The Arrow seeks to explore politics in a broad sense of the word—societal issues, challenges, and questions that are political by nature. We have avoided the trappings of US electoral politics because our audience stretches beyond the US and because the teachings of Buddhism and other contemplative wisdom traditions transcend the narrow spectrum of political showmanship and stale ideologies that characterize this country’s electoral politics. However, in the context of the 2016 US presidential election, we feel that silence would be a form of complicity with harmful social and political systems.

The sad fact of this election cycle is that anyone who wants a more compassionate, egalitarian society will find a mixed champion in Hillary Clinton, and an absolute enemy of those values in Donald Trump. That Trump embodies egomania, delusion, greed, and violence in their purest forms is obvious. And yet there is a risk in uncritically validating the Clintonian worldview just because the alternative is unquestionably worse.

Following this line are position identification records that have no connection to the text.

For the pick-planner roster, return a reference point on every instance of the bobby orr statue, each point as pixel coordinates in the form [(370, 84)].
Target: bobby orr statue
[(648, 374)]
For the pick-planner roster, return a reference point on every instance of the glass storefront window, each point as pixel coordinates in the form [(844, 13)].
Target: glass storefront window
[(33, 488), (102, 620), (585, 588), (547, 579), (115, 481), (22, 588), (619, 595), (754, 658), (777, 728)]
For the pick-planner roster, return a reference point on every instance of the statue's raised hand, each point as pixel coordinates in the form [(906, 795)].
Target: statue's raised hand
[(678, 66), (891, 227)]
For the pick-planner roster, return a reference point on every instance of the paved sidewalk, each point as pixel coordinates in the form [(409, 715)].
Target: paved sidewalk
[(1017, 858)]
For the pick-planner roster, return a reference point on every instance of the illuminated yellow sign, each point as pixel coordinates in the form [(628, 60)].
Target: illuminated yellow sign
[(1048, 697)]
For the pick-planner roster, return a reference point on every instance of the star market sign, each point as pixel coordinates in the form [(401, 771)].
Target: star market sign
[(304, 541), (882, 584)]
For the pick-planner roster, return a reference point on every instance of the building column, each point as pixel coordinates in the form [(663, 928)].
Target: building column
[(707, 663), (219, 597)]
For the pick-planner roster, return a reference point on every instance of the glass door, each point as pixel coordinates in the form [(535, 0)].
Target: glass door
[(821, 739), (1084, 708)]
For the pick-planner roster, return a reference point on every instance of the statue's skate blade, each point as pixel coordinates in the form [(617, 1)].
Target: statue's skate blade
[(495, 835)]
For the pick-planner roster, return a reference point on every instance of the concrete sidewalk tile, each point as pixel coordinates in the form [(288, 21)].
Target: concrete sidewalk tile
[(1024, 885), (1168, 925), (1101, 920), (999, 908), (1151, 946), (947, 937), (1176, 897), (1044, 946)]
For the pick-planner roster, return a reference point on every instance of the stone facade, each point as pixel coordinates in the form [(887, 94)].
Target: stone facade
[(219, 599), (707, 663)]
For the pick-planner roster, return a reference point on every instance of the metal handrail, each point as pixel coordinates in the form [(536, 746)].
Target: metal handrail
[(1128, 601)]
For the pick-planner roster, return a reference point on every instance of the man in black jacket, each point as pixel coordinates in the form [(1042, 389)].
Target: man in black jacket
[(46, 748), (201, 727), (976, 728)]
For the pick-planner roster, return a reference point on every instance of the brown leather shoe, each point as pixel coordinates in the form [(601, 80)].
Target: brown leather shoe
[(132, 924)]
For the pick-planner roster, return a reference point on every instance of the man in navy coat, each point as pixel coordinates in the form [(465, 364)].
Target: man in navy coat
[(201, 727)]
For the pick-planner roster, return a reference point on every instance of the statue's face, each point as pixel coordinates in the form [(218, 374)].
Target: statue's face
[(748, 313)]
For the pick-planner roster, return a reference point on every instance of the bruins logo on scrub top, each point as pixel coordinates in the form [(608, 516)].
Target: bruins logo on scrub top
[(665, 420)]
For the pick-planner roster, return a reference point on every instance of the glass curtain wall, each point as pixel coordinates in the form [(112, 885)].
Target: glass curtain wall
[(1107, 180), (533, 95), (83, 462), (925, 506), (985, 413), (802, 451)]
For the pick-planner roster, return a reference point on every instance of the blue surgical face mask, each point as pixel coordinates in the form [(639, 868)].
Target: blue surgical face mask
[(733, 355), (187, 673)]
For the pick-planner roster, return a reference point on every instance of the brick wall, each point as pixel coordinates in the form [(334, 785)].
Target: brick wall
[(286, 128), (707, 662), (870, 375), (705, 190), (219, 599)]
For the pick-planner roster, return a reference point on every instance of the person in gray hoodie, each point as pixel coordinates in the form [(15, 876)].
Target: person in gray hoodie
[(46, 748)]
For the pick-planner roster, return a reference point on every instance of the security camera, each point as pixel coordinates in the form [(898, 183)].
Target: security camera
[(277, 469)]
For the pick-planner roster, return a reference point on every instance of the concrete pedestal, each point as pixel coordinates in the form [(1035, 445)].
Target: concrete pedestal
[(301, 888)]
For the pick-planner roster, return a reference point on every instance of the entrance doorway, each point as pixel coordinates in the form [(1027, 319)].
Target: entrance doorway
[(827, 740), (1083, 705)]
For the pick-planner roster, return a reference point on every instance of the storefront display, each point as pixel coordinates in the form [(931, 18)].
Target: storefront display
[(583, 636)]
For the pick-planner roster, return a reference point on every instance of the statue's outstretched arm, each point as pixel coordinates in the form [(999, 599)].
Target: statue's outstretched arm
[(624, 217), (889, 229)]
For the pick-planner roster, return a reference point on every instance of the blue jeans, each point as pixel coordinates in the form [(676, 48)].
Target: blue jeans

In liberal circles, including contemplative communities, we’ve noticed a certain tribalism—qualitatively different than Trump’s racist xenophobia—that views Trump supporters as insane or ignorant rednecks and middle class liberals as compassionate and rational. Easy vilification of others—particularly working class Trump supporters or young third party supporters—obscures the real issues of our time, just as Trump’s rhetoric does. Beneath the “us-versus-them” narrative lies the structural inequality that encompasses all of society: lack of educational opportunities, dim prospects for meaningful work, and cultural values that perpetuate injustice and oppression against particular groups. It is within this skewed political climate that pressing emergencies like climate change, poverty, and mass incarceration receive little to no airtime beyond the occasional convenient sound bite exploited by both major political parties.

However, let us be clear: the politics of Donald Trump must be utterly and thoroughly destroyed. Wisely and compassionately destroyed with conviction in the basic goodness of Donald Trump and his supporters—but destroyed nonetheless. (As James Rowe puts it, “Racists are not white supremacy.” While the former “are deluded and often vicious” but still possess an “aching human heart,” the latter “should be ruthlessly expunged from the earth.”)

Trump’s outrageous statements about women, immigrants, and people of color during his campaign and in the past are horrific and dangerous, particularly because they have legitimated for some the public and vehement expression of racist, xenophobic, and sexist ideologies. But Trump’s statements, comments, and behaviors are not at all uncommon; in many ways they are ubiquitous.

Take, for instance, the most recent scandal that sent members of Trump’s party fleeing—his deplorable remarks that condone the objectification and sexual assault of women. We cringe because we hear these words on television and because they come from the mouth of a presidential candidate. But men say the same things—and worse—all the time. Men constantly refer to women in ways that normalize rape—online, on college campuses, in the military, as but a few examples. This is rape culture, one among many expressions of the violence of patriarchy. And as Kelly Oxford’s Twitter conversation so painfully demonstrates, sexual assault itself is equally ubiquitous, despite downward trends in recent decades.

Or consider Trump’s repeated interrupting of Secretary Clinton throughout the presidential debates. This behavior is jarring to watch because we expect more dignified discourse in a debate forum and from a presidential candidate. But this too happens all the time to women in meetings and conversations, at home and at work. Even the most well-intentioned men are likely guilty from time to time of (unintentionally) exercising their patriarchal privilege to interrupt women unchallenged.

And all this is to speak nothing of the racism and xenophobia of Trump and his most hardcore supporters.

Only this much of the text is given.